The results of 6 years of ESTHER trial showed that the mean ± standard deviation change in the sacroiliitis sum score on radiographs was 0.13 ± 0.73, 0.27 ± 0.76, and 0.09 ± 0.68, in the time intervals baseline to year 2, year 2 to year 4, and year 4 to year 6, respectively, and findings indicate that long-term etanercept therapy decelerates the progression of structural damage in the SI joints.[11] A12-week randomized placebo-controlled trial in patients with nr-axSpA (EMBARK trial) showed that change in mean Spondyloarthritis Research Consortium of Canada (SPARCC) Sacroiliac Joint Structural Score was significantly greater for etanercept than placebo for erosion (–0.57 vs. –0.08, respectively) and backfill (0.36 vs. 0.06) which indicated that treatment with etanercept was associated with a significantly greater reduction in erosions and increase in backfill at 12 weeks compared with placebo.[12] From baseline to week 104 in the above trial, continued improvements in SPARCC MRI scores (SI joint: 26.0 and 23.4; spinal: 22.1 and 20.8) were seen in patients receiving etanercept/etanercept and placebo/etanercept.[13] The research of Dougados et al[14] showed that at 104 weeks, the total SI joint score improved in the etanercept group (n = 154, adjusted least-squares mean change: –0.14) and worsened in the control group (n = 182, change: 0.08) which suggests a lower rate of progression in the SI joint with etanercept than without anti-TNF therapy.
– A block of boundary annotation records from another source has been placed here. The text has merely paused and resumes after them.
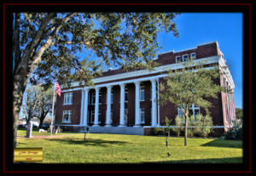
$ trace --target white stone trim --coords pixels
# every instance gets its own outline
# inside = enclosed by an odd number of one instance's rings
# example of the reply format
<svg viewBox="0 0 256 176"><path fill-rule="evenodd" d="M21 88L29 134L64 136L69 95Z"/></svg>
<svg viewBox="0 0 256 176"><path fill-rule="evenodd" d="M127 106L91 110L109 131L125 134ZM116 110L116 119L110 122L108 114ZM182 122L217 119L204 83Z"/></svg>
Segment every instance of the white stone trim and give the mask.
<svg viewBox="0 0 256 176"><path fill-rule="evenodd" d="M212 57L195 60L194 61L195 61L195 63L206 62L206 64L212 64L212 63L219 62L220 59L221 59L221 56L217 55L217 56L212 56ZM100 83L100 82L104 82L106 81L115 81L115 80L119 80L119 79L137 77L138 75L147 77L147 75L149 75L149 74L162 72L162 71L169 71L169 70L177 70L177 69L184 68L183 64L183 62L180 62L180 63L175 63L175 64L170 64L170 65L164 65L154 68L153 71L142 70L142 71L130 71L130 72L120 73L120 74L117 74L117 75L98 77L98 78L92 79L92 81L94 83ZM127 81L129 81L129 80L127 80ZM76 87L76 86L79 86L79 82L72 83L72 87ZM96 87L102 87L102 86L96 85ZM79 89L79 88L78 88L78 89ZM73 90L76 90L76 88L74 88ZM65 91L67 92L67 89Z"/></svg>
<svg viewBox="0 0 256 176"><path fill-rule="evenodd" d="M143 126L143 128L152 128L151 126ZM180 128L178 126L159 126L157 128ZM188 128L195 128L195 126L188 126ZM211 128L230 128L229 126L210 126Z"/></svg>
<svg viewBox="0 0 256 176"><path fill-rule="evenodd" d="M228 82L230 83L230 88L232 89L235 88L234 81L233 81L232 76L230 74L230 69L229 68L223 69L223 67L227 66L227 65L225 64L225 60L224 60L223 57L220 57L218 64L221 68L221 71L224 73L224 77L226 78L226 80L228 80Z"/></svg>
The radiological changes of the spine in axSpA are a topic of great concern. Previously, it was believed that TNFis did not slow the radiological progression of the spine. However, a growing number of researches have shown that the efficacy of TNFis is manifested when the duration of treatment is prolonged. A longitudinal analysis from the Alberta prospective cohort indicated that TNFis reduce spinal radiographic progression in patients with AS.[15]

The treatment of etanercept may increase the risk of serious infections (including active tuberculosis infection, invasive fungal infection, etc.), malignancies and lymphoprolifer-ative disorders. There are few studies comparing the side effects of etanercept and monoclonal TNFis in the treatment of axSpA. Several studies from RA (or multiple autoimmune diseases) showed that the risk of severe infections, tuberculosis, and lymphoma with soluble-receptor TNFi therapy was lower than monoclonal TNFis.[16]
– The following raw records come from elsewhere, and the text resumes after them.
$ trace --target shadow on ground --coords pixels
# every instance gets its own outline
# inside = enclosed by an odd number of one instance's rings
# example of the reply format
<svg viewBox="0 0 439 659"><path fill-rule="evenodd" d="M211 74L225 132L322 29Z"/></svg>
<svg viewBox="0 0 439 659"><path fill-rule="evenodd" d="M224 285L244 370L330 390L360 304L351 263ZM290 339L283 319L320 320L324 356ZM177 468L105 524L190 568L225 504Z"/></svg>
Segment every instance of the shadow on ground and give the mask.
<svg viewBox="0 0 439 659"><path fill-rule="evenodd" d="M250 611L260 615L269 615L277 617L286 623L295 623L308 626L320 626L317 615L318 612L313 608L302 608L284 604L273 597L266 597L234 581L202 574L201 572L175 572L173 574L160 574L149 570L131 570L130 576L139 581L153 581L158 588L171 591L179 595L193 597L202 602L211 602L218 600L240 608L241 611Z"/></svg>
The use of TNFis dramatically improved the outcome of SpA; however, they engendered an immune response (immunogenicity). In a cross-sectional, observational study of patients with active RA or SpA experiencing secondary failure to etanercept, infliximab, or adalimu-mab, ADAs were found in 114/570 (20.0%) of patients, and 51/188 (27.1%) against infliximab and 63/217 (29.0%) against adalimumab; none against etanercept.[17]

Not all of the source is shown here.